The USCSS Prometheus — from the upcoming eponymously-titled film by Ridley Scott — traverses above the clouds.
I’m pretty critical of spaceship designs. While many in sci-fi films and TV shows are designed to look cool, most are completely unrealistic. They’re designed from the outside in as opposed to the inside out. Form way over function. The tech and interior components are often shoved inside or forced to make sense.
I feel like most of the ships in Star Wars fit this; they’re about aesthetics rather than good science. How would any of them function? Is there really enough room for the necessary systems (like life support)? Could one actually enter an atmosphere at orbital velocity?
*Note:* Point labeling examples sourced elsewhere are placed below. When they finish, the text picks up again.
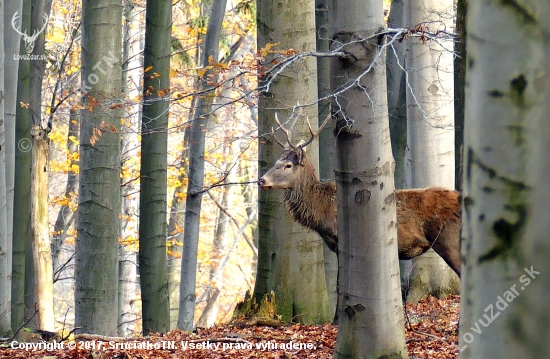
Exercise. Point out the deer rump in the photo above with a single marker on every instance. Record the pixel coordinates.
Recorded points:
(426, 217)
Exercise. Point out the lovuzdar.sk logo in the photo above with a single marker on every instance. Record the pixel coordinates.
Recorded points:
(28, 39)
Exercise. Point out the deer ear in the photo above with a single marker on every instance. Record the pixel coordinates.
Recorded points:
(301, 154)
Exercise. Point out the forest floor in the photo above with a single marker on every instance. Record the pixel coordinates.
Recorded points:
(431, 332)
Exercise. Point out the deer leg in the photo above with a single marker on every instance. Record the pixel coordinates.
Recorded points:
(447, 245)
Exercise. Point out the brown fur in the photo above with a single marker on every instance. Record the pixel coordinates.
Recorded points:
(426, 218)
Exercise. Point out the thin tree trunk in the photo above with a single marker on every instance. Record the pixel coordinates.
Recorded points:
(131, 88)
(21, 202)
(5, 271)
(96, 287)
(505, 198)
(430, 133)
(327, 148)
(210, 312)
(11, 65)
(286, 248)
(39, 226)
(397, 113)
(370, 320)
(154, 151)
(65, 215)
(459, 88)
(531, 312)
(193, 202)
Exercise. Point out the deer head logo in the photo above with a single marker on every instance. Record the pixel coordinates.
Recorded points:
(29, 40)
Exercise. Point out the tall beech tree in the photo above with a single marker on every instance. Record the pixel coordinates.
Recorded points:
(154, 151)
(96, 287)
(290, 260)
(505, 206)
(370, 322)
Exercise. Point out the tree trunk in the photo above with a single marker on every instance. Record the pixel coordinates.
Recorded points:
(175, 237)
(39, 226)
(430, 133)
(66, 216)
(459, 87)
(5, 271)
(210, 312)
(327, 148)
(505, 205)
(154, 151)
(290, 260)
(531, 312)
(370, 321)
(397, 113)
(11, 68)
(96, 287)
(131, 87)
(21, 201)
(193, 203)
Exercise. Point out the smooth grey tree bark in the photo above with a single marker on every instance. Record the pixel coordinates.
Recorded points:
(5, 271)
(65, 216)
(96, 286)
(154, 152)
(42, 288)
(397, 98)
(203, 106)
(132, 74)
(397, 112)
(505, 205)
(370, 322)
(531, 312)
(459, 88)
(327, 147)
(430, 132)
(21, 200)
(290, 260)
(11, 66)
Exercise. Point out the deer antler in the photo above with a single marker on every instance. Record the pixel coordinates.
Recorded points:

The USCSS Prometheus lands on a planet amidst some awesome lighting.
I know… most people just want ships to be memorable and amazing. But as a person who knows a little about aerospace and industrial design, I need vehicles to make sense within their contextual world. They can be both practical and very cool.
This appears to be the case with the USCSS Prometheus from the forthcoming Ridley Scott film of the same title. I’ve not seen a sci-fi vehicle design this iconic since the Spinner from Blade Runner in 1982.
The USCSS Nostromo from the 1979 film Alien — as recreated with CG.
Whether the filmmakers want to come out and say it or not, Prometheus is a prequel to Alien and utilizes many thematic and visual cues from the 1979 classic. There’s a clear design lineage between the Nostromo and this craft.
The basic shape is outstanding and extremely memorable. It harkens back to the symmetry of Matt Jeffries’ USS Enterprise, in the original Star Trek, with its powerful engines and curved (semi-aerodynamic) body in a perfect dynamic balance.
I also love that the engines can swivel for VTOL capability and serve as landing gear. The surface details of the craft look tangible — extremely industrial and robust. This feels like a real ship that was designed by actual engineers.
The USCSS Prometheus on the reflective surface of an Apple ad.
Blueprints of the USCSS Prometheus give a sense of the VTOL engines.
From the schematics seen here, serious thought was involved; someone wanted this to be believable. That authenticity of design gives films like Prometheus a narrative foundation that makes them appear to exist in the real world and not within a realm of total fantasy!
If only it were real. I’d go for a ride in a heartbeat! Hats off to Ridley and his production team on giving us something that’s already extremely exciting without having the film yet. Clearly someone on his team gets it. Good sci-fi is ultimately about people, but depicting their toys and chariots in a convincing way makes all the difference!